Four things in the budget affect us.
One, it looks as if this is the first time that the honest taxpayer has got a mention and sympathy in the budget speech. Apart from greater scrutiny of the money found in banks post-demonetisation, there will now be a limit on how much you can spend in cash. No payments of over Rs 3 lakh per transaction, per day, will be allowed in cash. Yes, people will split their bills into Rs 2.99 lakh and get multiple bills in the name of multiple family members or employees, but the cost of using cash goes up another notch.
Also heartening is the push to make political funding legit: no cash contribution of over Rs 2,000 will be allowed to a political party, and the launch of electoral bonds by the Reserve Bank of India will facilitate legitimate donations.
Two, there is a redistribution from the rich to the not-so-well-off. People in the tax slabs of Rs 2.5 lakh to Rs 5 lakh will now see their tax rates halved—from 10% to 5%. Those in the tax slabs above this will also see a gain, of Rs 12,500, and their average tax rate will fall. But if you earn between Rs 50 lakh and Rs 1 crore, get ready for a 10% surcharge on the tax paid. Your marginal tax rate, post-surcharge and cess, is now 33.99%, up from 30.9%. Those who earn over Rs 1 crore will continue with the existing surcharge and cess, and their marginal tax rate remains at 35.54%.
Three, the fear of equity losing its long-term capital gain tax benefits turned out to be unfounded. In fact, real estate has benefitted with the ‘long term’ now being defined as 2 years instead of 3 years. Long-term capital gains taxes are lower than the taxes on short term capital gains.
Now, you will also have more avenues to park your capital gains. As of now, you can invest up to Rs 50 lakh of your capital gains in bonds of National Highways Authority of India (NHAI) or Rural Electrification Corporation Ltd (REC) to mitigate the long-term capital gains tax on real estate.
Of course, in the current real estate market only somebody who bought more than 10 years ago would be booking a profit. The budget has removed the anomaly of those who let out loan-bought houses being able to charge the entire interest as cost. Now, the limit of Rs 2 lakh will apply.

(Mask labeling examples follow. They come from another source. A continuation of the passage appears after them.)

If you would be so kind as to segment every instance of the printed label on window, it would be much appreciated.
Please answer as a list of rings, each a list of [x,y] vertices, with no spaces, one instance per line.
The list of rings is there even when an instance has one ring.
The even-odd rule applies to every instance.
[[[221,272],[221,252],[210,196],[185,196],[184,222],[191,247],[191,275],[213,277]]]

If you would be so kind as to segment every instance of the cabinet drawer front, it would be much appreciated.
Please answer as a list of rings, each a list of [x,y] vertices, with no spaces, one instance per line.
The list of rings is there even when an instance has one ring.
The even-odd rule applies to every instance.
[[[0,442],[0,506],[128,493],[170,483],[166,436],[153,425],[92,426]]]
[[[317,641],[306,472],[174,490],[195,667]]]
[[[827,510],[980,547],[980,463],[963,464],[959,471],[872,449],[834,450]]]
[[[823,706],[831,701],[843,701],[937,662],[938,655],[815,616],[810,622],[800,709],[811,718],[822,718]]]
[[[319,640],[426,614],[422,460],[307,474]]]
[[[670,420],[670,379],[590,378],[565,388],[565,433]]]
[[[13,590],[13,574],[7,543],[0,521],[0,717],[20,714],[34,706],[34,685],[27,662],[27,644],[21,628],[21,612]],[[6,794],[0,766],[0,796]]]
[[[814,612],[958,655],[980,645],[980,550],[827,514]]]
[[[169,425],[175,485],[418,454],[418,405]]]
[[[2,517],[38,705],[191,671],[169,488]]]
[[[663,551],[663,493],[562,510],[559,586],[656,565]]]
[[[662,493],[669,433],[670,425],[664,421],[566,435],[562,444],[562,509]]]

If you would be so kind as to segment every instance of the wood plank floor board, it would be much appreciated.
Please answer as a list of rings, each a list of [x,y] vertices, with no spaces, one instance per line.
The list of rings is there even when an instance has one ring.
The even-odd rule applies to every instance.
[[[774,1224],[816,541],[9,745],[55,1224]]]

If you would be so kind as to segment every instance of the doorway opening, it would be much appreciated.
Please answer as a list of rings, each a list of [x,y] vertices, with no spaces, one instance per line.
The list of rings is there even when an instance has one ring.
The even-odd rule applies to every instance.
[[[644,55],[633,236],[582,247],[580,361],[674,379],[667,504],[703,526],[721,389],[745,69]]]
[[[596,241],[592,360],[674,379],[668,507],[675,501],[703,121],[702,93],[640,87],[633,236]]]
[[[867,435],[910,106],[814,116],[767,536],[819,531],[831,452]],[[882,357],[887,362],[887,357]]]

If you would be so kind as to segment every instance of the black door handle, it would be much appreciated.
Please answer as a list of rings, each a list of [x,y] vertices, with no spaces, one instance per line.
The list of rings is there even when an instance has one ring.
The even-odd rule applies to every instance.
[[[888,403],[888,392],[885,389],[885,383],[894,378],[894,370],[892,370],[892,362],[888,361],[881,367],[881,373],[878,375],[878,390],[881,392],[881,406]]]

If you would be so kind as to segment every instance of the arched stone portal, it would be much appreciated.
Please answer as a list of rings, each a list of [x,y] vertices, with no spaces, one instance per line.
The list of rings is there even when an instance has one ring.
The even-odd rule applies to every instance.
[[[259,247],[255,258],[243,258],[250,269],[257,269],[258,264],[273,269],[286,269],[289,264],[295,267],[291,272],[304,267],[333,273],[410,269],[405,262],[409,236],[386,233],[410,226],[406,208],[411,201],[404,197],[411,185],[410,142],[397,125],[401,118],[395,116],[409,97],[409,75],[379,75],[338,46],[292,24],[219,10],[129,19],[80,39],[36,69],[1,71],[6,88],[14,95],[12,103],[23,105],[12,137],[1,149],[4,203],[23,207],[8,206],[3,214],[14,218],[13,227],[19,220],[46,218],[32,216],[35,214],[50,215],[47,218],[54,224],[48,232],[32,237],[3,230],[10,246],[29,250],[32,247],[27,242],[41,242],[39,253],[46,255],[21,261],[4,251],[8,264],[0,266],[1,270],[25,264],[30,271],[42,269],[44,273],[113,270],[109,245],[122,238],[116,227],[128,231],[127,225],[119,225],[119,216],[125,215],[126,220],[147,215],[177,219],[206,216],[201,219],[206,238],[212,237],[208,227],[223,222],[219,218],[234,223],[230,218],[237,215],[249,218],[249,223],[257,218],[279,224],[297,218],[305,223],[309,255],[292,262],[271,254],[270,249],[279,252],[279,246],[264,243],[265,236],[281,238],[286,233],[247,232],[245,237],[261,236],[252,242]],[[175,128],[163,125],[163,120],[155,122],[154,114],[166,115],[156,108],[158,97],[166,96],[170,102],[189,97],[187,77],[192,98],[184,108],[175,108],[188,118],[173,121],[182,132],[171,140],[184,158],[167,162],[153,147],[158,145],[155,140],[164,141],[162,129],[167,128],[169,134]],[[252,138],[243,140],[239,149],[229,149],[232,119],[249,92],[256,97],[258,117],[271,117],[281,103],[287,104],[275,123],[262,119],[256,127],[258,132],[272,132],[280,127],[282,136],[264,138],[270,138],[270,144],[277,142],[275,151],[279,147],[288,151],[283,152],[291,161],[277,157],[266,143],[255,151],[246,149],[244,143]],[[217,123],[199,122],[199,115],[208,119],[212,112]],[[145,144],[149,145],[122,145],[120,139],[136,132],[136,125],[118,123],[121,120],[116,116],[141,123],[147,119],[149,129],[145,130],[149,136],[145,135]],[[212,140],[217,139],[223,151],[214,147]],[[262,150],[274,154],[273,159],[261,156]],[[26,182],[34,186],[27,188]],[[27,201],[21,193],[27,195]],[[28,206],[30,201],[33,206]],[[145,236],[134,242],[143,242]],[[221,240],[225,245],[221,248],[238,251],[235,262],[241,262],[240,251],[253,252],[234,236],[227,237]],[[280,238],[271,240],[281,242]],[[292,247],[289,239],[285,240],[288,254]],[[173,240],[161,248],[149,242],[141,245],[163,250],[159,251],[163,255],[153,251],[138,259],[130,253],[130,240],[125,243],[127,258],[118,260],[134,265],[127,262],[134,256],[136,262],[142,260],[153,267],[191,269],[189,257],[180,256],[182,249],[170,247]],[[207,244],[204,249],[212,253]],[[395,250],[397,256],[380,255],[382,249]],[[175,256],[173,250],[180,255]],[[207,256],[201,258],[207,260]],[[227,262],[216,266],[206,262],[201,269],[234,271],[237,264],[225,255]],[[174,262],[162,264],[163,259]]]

Four, as a balm after the shock of demonetisation that hurt the small businessmen hard, the tax rate is down to 25% for firms with a turnover of Rs 50 crore or less. There is also a promise that the first-time taxpayer would not be subjected to tax scrutiny. Expect your neighbourhood grocer and baker to come into the tax net.
Finally, if you want to understand why the insurance agents were singled out to get an exemption from the 5% tax deducted at source (TDS)—if their income is below the taxable limit—we need to circle back and look at the macro picture. Insurance agents bring low-cost household funds to the government via insurance companies, to fund the deficit, hence the star treatment. Once the tax-to-GDP ratio goes up, we will see this change.